Hi Andreas, nice script. Works well after a little adjustment. I had to put the name of the listener in the code as the sqlinstance. If I did not put in the name of the sqlinstance, I got an error stating that the network path was not found. But now I do get a Windows credentials popup with the name of the availabilitygroupname as the user. If I cancel the popup the script continues perfectly. Any idea why this popup shows up? I do get it on the SQL machines and on a workstation that I normally use.
Hello
Great script when I run in powershell window it is okay but as a SQL jobs result is failed. It is on SQL 2019 HA Developer Edition
Any advise?
Anil
Anil, a bit more detail on what error you are getting would be helpful. My gut feeling: you are running the agent job via an account with not enough permissions
Hello , Many thanks for the reply. Please find below the output of the job. If I copy the syntax in Powershell it works. the syntax is ” C:\Windows\System32\WindowsPowerShell\v1.0\PowerShell.exe -Command “Copy-DbaLogin -Source SVWDC2TSQL2 -Destination SVWDC1TSQL2″ ”

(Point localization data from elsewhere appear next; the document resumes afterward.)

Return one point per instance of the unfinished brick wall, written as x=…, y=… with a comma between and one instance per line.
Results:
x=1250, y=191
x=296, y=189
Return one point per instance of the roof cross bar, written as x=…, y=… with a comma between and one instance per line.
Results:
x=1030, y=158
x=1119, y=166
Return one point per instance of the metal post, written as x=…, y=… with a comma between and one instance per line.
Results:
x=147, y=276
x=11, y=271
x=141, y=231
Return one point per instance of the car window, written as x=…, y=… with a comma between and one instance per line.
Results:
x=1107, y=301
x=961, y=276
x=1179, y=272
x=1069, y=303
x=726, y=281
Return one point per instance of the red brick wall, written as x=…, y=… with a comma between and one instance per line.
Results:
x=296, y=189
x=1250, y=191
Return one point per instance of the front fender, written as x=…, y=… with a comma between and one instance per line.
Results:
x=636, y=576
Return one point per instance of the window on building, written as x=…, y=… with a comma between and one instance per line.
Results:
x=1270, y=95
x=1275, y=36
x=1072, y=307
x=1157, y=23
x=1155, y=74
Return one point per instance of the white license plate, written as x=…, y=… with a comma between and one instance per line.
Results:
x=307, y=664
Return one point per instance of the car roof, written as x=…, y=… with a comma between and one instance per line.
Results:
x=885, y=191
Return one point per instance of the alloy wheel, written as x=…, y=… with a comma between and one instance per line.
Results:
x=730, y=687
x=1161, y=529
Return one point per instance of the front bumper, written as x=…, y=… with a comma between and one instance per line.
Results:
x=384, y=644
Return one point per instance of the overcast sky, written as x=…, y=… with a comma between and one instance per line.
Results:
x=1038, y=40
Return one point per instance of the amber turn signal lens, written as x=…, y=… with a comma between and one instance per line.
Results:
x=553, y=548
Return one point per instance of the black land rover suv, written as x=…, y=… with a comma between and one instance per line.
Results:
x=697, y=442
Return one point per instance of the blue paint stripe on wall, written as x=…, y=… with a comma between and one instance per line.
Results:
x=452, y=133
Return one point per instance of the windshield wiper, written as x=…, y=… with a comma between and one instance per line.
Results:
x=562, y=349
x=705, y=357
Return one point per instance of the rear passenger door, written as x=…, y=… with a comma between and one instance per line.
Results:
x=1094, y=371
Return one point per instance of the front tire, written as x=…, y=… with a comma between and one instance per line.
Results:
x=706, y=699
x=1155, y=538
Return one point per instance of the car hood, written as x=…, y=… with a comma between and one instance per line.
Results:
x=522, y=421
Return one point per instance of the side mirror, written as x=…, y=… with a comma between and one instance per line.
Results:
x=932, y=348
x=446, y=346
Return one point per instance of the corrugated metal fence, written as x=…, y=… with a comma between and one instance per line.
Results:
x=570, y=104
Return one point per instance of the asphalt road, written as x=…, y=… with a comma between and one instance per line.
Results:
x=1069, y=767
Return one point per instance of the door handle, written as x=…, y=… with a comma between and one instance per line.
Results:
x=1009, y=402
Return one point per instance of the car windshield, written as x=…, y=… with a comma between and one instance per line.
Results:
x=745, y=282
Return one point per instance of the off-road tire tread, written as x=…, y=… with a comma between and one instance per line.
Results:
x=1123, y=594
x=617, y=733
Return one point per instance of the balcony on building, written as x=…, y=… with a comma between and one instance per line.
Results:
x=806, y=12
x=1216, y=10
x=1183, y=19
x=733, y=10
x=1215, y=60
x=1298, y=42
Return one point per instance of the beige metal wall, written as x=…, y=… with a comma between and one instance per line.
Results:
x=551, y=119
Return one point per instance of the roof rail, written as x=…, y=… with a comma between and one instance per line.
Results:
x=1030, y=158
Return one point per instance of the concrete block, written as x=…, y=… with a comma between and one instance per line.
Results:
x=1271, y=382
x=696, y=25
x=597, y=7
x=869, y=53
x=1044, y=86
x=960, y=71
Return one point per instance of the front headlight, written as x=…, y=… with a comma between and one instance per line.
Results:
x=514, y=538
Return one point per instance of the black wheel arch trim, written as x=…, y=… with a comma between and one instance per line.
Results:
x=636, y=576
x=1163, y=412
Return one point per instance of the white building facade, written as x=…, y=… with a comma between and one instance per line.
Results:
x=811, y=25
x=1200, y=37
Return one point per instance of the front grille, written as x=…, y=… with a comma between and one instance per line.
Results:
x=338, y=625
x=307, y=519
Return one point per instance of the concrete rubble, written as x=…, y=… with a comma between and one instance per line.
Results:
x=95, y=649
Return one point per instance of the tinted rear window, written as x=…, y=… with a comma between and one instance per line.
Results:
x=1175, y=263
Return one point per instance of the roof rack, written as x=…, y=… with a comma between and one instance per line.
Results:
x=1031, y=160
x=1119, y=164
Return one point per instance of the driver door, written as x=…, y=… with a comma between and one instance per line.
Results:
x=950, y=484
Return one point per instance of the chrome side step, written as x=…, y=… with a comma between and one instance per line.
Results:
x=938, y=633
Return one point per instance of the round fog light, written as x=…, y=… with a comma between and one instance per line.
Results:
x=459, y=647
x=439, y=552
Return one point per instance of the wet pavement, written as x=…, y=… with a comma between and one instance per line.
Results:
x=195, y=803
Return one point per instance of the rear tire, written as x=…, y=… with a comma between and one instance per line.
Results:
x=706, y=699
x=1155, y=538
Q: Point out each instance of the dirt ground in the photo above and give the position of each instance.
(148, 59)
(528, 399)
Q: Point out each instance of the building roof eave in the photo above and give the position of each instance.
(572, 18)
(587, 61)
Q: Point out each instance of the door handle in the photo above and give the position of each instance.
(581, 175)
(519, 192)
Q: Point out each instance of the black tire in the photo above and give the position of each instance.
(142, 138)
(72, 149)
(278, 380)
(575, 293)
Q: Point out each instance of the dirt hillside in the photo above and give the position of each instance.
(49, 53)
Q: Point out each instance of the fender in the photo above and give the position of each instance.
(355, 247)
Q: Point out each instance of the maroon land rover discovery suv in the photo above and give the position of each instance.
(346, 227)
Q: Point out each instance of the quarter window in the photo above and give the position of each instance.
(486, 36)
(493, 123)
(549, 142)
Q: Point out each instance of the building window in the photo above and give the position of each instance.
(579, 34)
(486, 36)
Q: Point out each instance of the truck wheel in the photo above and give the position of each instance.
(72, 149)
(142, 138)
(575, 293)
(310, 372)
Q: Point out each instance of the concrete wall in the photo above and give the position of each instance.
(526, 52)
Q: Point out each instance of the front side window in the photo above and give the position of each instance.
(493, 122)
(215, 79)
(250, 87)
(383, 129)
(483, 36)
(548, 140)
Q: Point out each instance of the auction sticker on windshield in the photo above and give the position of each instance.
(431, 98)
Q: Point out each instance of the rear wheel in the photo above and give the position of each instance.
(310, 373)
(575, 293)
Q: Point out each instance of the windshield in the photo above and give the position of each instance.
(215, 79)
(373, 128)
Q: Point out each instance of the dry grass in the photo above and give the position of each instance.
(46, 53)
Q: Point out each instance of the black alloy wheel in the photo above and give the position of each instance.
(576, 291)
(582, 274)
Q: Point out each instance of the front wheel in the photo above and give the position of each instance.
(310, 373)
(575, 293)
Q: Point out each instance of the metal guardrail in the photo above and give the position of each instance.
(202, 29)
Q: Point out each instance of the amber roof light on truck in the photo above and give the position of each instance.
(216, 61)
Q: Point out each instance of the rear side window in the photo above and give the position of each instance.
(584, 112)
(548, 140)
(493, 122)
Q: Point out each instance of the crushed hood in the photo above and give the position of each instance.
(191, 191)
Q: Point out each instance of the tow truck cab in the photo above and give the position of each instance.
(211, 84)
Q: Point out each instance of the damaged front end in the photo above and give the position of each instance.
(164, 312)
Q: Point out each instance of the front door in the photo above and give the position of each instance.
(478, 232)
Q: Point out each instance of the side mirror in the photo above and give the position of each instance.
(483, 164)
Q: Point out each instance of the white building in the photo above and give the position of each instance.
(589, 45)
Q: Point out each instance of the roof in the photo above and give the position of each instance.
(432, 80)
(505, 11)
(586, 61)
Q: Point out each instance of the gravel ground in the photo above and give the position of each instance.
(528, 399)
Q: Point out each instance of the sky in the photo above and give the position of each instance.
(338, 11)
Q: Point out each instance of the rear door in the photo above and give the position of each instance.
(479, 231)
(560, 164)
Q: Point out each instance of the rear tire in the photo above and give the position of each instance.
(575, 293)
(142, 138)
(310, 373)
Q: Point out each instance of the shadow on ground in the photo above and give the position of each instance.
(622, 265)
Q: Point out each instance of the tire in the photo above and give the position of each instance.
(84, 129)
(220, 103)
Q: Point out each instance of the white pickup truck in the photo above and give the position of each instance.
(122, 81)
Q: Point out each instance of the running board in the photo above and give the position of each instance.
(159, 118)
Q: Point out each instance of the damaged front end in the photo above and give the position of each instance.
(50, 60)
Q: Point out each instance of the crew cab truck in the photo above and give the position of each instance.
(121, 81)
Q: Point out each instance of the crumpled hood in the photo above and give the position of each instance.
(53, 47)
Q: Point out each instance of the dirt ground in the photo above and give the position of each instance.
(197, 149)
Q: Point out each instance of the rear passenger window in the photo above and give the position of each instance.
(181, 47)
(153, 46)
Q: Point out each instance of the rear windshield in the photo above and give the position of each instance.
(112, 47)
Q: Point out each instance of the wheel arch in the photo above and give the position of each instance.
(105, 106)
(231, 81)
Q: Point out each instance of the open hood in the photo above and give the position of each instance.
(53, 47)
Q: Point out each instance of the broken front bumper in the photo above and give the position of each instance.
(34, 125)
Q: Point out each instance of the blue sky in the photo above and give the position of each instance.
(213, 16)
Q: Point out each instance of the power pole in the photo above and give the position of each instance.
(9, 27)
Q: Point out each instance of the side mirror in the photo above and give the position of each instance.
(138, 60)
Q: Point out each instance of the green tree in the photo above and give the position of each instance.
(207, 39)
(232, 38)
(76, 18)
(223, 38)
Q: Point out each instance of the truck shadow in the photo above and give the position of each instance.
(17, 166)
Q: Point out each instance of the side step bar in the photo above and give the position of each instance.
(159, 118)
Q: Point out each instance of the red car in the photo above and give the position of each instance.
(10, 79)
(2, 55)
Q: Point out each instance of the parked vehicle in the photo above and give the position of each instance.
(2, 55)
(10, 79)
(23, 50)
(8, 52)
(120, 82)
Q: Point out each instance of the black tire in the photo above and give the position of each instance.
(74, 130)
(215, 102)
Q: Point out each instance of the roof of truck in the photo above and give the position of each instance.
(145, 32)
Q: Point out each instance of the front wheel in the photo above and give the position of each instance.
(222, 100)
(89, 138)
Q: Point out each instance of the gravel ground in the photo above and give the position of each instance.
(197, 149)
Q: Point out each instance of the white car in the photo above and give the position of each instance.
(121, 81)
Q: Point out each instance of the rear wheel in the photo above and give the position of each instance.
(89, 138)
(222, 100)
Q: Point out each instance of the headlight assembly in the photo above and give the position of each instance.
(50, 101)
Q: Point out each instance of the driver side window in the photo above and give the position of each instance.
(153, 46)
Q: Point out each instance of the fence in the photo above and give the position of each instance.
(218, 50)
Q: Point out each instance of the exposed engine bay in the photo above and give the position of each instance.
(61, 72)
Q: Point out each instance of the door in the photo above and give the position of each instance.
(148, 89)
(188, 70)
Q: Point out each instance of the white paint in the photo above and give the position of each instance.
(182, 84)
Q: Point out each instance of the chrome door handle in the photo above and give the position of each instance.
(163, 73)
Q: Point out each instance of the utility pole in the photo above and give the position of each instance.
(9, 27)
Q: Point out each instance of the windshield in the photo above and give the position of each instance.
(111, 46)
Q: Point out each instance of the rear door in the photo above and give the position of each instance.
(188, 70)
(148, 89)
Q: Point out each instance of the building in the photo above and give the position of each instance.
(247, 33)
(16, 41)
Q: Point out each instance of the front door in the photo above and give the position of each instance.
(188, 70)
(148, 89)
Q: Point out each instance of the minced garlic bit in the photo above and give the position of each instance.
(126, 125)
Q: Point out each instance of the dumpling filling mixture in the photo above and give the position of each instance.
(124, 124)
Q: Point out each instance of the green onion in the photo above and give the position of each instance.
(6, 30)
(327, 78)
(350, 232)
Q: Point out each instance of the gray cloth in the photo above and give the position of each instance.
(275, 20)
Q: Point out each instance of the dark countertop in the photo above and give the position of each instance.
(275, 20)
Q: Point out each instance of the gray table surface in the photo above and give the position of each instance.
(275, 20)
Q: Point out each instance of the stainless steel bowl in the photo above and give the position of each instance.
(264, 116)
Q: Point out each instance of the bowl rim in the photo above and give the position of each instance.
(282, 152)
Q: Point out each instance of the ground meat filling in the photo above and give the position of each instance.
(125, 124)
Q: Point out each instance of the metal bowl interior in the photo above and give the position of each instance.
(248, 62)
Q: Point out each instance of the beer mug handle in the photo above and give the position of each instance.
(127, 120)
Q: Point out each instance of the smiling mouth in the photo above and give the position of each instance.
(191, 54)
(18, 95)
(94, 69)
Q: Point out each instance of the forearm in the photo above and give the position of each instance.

Login WindowsUser NGH-AD\XXXXX_Admin Failed
Login – WindowsUser NGH-AD\GuptaA_Admin Failed
Login – WindowsUser NGH-AD\svcCDTSQL2$ Skipped Current
Login – WindowsUser NGH-AD\Backup_Service
Login – SqlLogin RFID_admin Failed
Any help will be much appreciated
Regards
Anil
Hi Andreas,
I am very happy with this script. However, how could I go about logging the results of Copy-DBALogin to a file? I have tried a couple variations of start-transcript to no avail.